Two grades carry the name on the label and the eater chooses between them at the counter. The green oval reads fermier, made on the farm from the raw milk of one herd, twice a day, with the deeper barnyard character single-herd raw milk gives. The red square reads laitier, made in a cooperative or industrial dairy from milk pooled across many farms, often pasteurised, milder and more even. Either disc carries the appellation; the green oval carries the longer flavour and the wheel-by-wheel range, the red square the dependability a Lyon supermarket counts on.

The build fails in specific ways. Cut the cheese cold from the case and the paste reads chalky and shut, the mushroom note gone. Trim the rind off for the milder eater and the cheese loses its lift, since most of the granite-and-cellar register lives in the washed surface. Slab the wheel too thin and the disc disappears under its own modesty against a baguette; cut it in honest pieces and the cheese gets to be itself. Spread the butter thick and it muffles the earth in the paste; skip it altogether and the loaf drinks moisture out of the cheese as it sits.

Unwrap one at a market stall on the plateau and the aroma rises slow, damp-cellar and faint mushroom, nothing of barnyard sharpness. A bite gives a quick dry crack from the crust; the slab behind it is springy through the centre and slightly tacky where the grey-pink rind meets the bread. It is cool, not cold, and warmed against the tongue the paste turns supple and the wash opens fully. The first taste is milky and rounded, mushroom and granite arriving a beat behind, the rind a long earthy band at the swallow. The buttered crumb takes the cheese dry, and a faint mineral note lingers on the palate well past the last bite.

In the country around the village of Saint-Nectaire-le-Bas the cheese is daily eating, sold by the disc at the Saturday market in Besse-et-Saint-Anastaise and at the cheesemonger's in Murol below the medieval castle, and the buyer is told to wait until the wheel softens at room temperature before slicing. The auvergnat habit lays a few slices of cured mountain ham alongside it, the salt of the ham picking up the granite in the paste; a Côtes d'Auvergne red is the regional pour. The closest sibling in this family is the Sandwich au Livarot, the other great washed-rind disc but built on Normandy orchard pasture instead of Auvergne lava soils, and the contrast in the bite is the contrast between two completely different valleys.
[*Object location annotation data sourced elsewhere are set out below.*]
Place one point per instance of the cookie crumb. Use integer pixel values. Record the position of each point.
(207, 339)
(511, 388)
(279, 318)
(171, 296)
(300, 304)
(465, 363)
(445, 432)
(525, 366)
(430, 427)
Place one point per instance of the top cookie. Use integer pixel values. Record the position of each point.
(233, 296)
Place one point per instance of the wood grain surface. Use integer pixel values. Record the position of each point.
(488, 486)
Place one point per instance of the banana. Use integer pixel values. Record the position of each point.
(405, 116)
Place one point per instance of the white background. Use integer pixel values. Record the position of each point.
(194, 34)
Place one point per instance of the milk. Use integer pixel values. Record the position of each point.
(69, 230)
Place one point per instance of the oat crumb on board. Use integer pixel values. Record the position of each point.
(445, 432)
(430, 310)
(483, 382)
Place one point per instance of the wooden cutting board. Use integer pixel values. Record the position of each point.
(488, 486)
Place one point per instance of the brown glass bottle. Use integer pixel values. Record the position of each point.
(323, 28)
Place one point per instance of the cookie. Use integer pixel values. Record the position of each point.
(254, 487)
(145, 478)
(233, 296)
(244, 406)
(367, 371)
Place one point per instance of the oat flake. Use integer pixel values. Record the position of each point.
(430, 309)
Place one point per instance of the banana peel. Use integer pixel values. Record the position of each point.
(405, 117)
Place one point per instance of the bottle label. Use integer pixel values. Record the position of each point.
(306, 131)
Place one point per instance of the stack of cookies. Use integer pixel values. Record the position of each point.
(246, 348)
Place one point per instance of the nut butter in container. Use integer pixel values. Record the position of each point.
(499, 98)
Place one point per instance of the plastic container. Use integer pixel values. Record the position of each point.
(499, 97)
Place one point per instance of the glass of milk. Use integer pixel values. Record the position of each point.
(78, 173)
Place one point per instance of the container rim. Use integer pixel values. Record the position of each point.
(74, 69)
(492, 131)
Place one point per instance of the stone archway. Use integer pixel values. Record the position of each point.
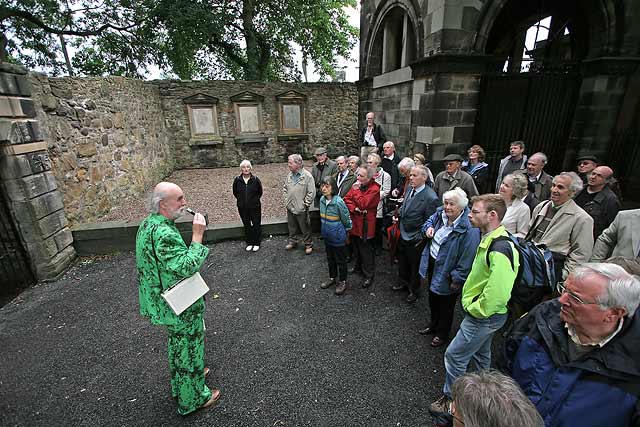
(373, 45)
(604, 17)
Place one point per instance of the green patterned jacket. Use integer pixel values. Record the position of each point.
(174, 262)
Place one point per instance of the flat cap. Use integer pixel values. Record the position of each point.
(452, 157)
(591, 157)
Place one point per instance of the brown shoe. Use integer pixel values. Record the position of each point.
(325, 285)
(215, 395)
(438, 342)
(441, 406)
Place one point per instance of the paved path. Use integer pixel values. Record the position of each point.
(283, 351)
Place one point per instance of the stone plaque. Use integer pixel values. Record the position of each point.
(203, 120)
(39, 162)
(291, 117)
(248, 118)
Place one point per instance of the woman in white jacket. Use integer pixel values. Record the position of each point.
(512, 190)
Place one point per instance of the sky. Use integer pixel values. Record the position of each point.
(351, 64)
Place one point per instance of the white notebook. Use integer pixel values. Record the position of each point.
(184, 293)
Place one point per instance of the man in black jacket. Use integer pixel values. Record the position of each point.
(577, 357)
(390, 163)
(371, 138)
(598, 200)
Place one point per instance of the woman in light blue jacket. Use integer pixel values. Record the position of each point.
(335, 224)
(446, 260)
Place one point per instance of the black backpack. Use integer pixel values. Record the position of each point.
(536, 275)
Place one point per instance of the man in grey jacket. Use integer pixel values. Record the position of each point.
(621, 238)
(299, 192)
(419, 204)
(453, 177)
(515, 161)
(322, 168)
(563, 226)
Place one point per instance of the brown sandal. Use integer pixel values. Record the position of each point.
(437, 342)
(215, 395)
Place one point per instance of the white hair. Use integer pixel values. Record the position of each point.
(576, 182)
(623, 289)
(459, 195)
(541, 156)
(155, 199)
(296, 158)
(406, 163)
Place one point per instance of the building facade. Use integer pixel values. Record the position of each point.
(444, 74)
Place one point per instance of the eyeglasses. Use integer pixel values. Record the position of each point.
(574, 298)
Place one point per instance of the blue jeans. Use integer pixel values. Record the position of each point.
(472, 344)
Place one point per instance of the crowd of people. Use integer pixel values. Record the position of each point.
(577, 349)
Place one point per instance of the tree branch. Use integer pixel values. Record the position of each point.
(6, 13)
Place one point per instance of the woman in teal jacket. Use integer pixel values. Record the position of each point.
(334, 226)
(446, 260)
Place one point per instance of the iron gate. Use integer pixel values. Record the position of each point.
(15, 269)
(536, 108)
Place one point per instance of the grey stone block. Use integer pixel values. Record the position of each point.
(25, 87)
(28, 108)
(51, 224)
(46, 204)
(12, 68)
(8, 84)
(30, 186)
(53, 268)
(446, 100)
(12, 167)
(63, 238)
(19, 131)
(468, 101)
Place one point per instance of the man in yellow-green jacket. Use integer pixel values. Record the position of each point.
(162, 259)
(485, 295)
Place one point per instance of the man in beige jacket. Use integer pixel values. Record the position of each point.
(299, 192)
(563, 226)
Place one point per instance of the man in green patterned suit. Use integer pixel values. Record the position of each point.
(162, 259)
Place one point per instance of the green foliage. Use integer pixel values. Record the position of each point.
(232, 39)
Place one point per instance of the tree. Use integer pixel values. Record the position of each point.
(241, 39)
(252, 39)
(32, 33)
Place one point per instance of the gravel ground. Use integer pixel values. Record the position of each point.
(209, 191)
(283, 351)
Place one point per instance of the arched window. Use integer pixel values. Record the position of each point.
(394, 44)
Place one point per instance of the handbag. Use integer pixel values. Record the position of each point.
(184, 293)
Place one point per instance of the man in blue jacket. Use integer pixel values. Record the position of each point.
(578, 357)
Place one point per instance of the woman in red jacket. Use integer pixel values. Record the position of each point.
(362, 201)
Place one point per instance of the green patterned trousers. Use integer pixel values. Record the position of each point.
(186, 362)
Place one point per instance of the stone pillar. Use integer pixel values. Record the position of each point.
(25, 173)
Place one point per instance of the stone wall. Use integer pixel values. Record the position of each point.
(106, 140)
(330, 120)
(33, 197)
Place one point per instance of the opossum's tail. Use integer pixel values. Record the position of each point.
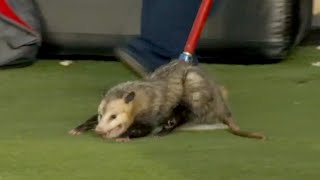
(235, 129)
(201, 127)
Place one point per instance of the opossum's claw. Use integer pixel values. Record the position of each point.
(74, 132)
(123, 140)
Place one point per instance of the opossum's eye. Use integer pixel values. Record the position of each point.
(113, 116)
(99, 117)
(129, 97)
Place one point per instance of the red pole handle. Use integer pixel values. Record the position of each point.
(198, 25)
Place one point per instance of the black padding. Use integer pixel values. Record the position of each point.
(260, 30)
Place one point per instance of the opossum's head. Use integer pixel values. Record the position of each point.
(115, 116)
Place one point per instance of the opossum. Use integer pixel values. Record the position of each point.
(177, 93)
(205, 103)
(137, 108)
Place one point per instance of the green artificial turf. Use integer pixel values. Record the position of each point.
(40, 103)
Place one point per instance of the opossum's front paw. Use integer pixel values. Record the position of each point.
(75, 132)
(123, 140)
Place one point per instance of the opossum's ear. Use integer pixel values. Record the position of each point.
(129, 97)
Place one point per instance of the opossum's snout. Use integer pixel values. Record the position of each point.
(112, 129)
(115, 117)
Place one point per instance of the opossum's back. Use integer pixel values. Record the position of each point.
(203, 95)
(174, 69)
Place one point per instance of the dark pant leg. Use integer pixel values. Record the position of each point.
(165, 27)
The rye cheese of the Monts-Dore

The cheese was called fromage de seigle, the rye cheese, through the medieval period in the Auvergne, because the rye straw the discs were aged on was the most visible thing about them at the village fair. The marshal of France Henri de La Ferté-Senneterre carried it to the table of Louis XIV in the 1660s and fixed the family name that the village and the cheese still wear. By 1768 the lawyer and traveller Pierre Jean-Baptiste Legrand d'Aussy passed through the Auvergne and wrote that any feast a visitor was offered in the region would close on a wheel of Saint-Nectaire, the cheese already a regional standard by then.

The legal protection arrived two centuries later. Saint-Nectaire received its French Appellation d'Origine Contrôlée on 23 December 1955, one of the earliest French cheese appellations after Roquefort. The European Union confirmed it as a Protected Designation of Origin in 1996. The rules fence production to seventy-two communes across the Puy-de-Dôme and Cantal departments around the Monts-Dore range, and require milk from herds grazed on the volcanic plateau for at least 140 days a year.

The rye-straw bed is older than either protection, and the AOP specification preserves it as a working method rather than a decorative tradition. A modern affineur in Murol or Besse still presses the freshly washed wheel into shallow rye-strewn racks for the first weeks of cellar ageing, because the straw blots the surface moisture and admits the air the rind needs to set, and a Saint-Nectaire aged on a plastic mat develops a different wash and a flatter finish. The cheese now exported across France from cooperative dairies in Riom-ès-Montagnes still arrives at the rind through that bed of rye, the working detail that gave the medieval Auvergne its fromage de seigle centuries before Henri de La Ferté-Senneterre carried it to Versailles.